A group called Trial Lawyers for Public Justice filed suit last
week against two power companies on behalf of a 19-year-old brain
cancer victim. The suit alleges her cancer resulted from exposure
to 60 Hz electromagnetic "radiation" from power lines. (So what
do lawyers know about the near-field? In a Washington Post story
last June, an "environmental lawyer" warned of the dangers of "60
Hz radioactivity.") A new study by physicist J.D. Jackson, how-
ever, compares cancer mortality and incidence to the per capita
consumption of electric power. Per capita power generation in
the US has risen roughly exponentially since 1900, with per
capita residential consumption up by a factor of 20 since 1940.
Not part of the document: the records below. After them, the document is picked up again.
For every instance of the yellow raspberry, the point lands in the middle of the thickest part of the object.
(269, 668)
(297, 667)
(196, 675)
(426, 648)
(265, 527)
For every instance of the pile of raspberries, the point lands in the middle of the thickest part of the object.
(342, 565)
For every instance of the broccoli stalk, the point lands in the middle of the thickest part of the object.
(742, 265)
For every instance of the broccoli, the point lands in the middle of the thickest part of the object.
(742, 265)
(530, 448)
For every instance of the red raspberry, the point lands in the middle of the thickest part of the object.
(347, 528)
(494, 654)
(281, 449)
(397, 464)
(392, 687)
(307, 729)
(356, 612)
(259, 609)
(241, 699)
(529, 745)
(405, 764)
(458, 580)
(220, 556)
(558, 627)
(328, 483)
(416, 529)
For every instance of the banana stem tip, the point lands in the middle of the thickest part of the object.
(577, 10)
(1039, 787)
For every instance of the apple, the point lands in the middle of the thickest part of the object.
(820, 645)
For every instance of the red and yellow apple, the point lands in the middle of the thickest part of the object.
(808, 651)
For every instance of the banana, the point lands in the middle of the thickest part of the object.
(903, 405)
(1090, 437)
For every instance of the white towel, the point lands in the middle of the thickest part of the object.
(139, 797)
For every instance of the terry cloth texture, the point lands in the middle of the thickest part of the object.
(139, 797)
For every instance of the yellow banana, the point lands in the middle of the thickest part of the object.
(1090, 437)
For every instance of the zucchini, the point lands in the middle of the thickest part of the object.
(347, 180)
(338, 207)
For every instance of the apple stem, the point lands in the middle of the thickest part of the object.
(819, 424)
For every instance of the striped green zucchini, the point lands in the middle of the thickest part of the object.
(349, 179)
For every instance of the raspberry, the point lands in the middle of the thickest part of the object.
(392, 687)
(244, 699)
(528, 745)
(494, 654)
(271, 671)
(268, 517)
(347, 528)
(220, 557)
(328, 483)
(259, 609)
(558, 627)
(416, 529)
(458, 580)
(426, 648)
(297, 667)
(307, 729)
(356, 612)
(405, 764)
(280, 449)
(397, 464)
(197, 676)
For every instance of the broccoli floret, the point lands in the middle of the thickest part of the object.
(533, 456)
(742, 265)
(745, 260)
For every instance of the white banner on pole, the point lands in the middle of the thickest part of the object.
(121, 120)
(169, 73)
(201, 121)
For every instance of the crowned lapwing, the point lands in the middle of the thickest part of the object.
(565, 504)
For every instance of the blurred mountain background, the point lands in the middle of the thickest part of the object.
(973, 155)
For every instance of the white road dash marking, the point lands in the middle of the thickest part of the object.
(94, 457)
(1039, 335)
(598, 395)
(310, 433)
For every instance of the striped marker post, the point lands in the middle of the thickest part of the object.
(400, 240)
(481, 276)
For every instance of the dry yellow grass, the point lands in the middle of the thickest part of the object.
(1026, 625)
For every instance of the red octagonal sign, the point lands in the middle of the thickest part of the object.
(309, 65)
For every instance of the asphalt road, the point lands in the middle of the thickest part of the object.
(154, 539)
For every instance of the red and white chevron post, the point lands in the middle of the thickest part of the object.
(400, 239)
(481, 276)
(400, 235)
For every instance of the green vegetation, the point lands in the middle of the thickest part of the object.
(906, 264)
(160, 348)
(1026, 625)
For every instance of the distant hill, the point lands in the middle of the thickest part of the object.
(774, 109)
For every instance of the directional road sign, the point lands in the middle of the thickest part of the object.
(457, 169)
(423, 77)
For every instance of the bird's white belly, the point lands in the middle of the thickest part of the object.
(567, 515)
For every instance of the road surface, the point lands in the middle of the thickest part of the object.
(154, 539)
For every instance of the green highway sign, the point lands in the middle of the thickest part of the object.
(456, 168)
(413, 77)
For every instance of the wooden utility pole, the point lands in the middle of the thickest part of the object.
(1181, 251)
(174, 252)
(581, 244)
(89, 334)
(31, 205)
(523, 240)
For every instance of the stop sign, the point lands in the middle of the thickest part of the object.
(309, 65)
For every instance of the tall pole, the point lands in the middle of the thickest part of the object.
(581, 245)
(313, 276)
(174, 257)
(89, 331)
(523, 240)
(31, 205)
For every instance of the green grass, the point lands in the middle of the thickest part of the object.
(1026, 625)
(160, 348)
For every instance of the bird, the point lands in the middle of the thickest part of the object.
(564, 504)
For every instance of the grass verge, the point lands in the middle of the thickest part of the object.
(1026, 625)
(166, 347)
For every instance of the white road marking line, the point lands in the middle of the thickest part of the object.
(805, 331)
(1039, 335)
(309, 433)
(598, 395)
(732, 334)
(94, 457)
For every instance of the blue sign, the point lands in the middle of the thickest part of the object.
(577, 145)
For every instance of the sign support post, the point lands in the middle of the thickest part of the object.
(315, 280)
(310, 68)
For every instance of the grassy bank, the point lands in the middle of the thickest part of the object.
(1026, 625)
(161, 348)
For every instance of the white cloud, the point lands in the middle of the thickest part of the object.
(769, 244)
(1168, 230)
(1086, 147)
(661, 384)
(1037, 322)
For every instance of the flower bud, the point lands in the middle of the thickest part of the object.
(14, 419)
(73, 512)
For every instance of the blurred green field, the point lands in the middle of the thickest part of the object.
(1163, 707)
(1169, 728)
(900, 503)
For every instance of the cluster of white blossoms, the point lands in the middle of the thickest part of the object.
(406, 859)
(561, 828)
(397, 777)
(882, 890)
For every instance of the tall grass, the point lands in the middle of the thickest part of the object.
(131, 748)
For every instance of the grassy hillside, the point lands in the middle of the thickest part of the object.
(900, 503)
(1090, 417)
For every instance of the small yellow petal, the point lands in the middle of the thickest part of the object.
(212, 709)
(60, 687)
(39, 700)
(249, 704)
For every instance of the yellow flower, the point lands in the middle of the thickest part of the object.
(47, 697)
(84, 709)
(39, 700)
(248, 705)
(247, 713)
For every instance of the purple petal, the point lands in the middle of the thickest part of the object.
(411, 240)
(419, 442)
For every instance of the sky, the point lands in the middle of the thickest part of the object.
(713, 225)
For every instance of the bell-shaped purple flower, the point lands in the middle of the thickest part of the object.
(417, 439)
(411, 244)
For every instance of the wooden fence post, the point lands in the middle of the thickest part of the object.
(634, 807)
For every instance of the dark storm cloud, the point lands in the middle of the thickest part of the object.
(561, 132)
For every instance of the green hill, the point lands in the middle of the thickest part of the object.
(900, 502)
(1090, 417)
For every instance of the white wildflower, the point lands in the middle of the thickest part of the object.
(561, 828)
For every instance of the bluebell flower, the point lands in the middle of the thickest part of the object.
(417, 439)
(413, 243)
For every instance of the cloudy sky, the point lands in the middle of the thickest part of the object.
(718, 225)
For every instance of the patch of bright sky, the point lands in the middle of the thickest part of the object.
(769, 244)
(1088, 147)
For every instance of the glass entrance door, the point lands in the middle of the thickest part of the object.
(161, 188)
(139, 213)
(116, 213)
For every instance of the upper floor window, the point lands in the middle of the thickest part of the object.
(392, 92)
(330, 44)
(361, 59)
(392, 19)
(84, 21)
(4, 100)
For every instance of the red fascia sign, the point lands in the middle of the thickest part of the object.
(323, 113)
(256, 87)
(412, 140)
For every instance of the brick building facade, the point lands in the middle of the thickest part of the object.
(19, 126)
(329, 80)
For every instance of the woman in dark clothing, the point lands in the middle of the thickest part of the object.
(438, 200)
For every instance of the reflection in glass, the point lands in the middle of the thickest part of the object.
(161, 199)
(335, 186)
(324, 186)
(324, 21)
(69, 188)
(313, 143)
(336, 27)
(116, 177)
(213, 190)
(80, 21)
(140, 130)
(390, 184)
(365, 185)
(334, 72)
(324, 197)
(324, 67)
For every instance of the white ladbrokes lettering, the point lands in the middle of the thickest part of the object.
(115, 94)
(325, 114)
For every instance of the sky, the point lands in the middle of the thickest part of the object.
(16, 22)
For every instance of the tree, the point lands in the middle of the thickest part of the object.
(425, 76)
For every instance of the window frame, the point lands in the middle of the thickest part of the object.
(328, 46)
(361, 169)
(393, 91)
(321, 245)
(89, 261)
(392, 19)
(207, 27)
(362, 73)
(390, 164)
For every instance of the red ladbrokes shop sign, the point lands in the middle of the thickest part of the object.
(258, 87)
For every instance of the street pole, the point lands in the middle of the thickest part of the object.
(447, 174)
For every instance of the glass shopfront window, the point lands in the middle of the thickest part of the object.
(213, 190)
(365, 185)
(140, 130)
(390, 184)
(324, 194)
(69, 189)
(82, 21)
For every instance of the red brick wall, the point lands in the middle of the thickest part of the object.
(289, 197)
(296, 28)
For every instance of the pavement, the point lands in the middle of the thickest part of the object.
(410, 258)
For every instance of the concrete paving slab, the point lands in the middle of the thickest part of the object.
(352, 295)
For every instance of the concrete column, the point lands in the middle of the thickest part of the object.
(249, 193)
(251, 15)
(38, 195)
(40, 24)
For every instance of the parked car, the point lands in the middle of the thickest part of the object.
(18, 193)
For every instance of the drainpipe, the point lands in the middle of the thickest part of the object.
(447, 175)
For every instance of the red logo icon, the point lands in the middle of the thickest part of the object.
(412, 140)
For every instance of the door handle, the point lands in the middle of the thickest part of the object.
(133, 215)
When respiratory cancers (due largely to smoking) are subtracted,
cancer mortality has actually declined in that period.
4. ASTRONOMERS URGE AID FOR TOP SCIENTISTS OF FORMER SOVIET
UNION
to collaborate with American colleagues. The plight of leading
scientists in what was the Soviet Union was recognized by the
Council of the American Astronomical Society at their meeting in
Atlanta Monday. The resolution adopted by the Council emphasizes
the opportunity to enrich American science at a modest cost. The
monthly salary of most Russian scientists amounts to only
$10-20.In an insiders-only meeting at the White House recently,
Yuri
Ossipian, the former science advisor to Gorbachev, warned of the
imminent collapse of science under the Yeltsin government.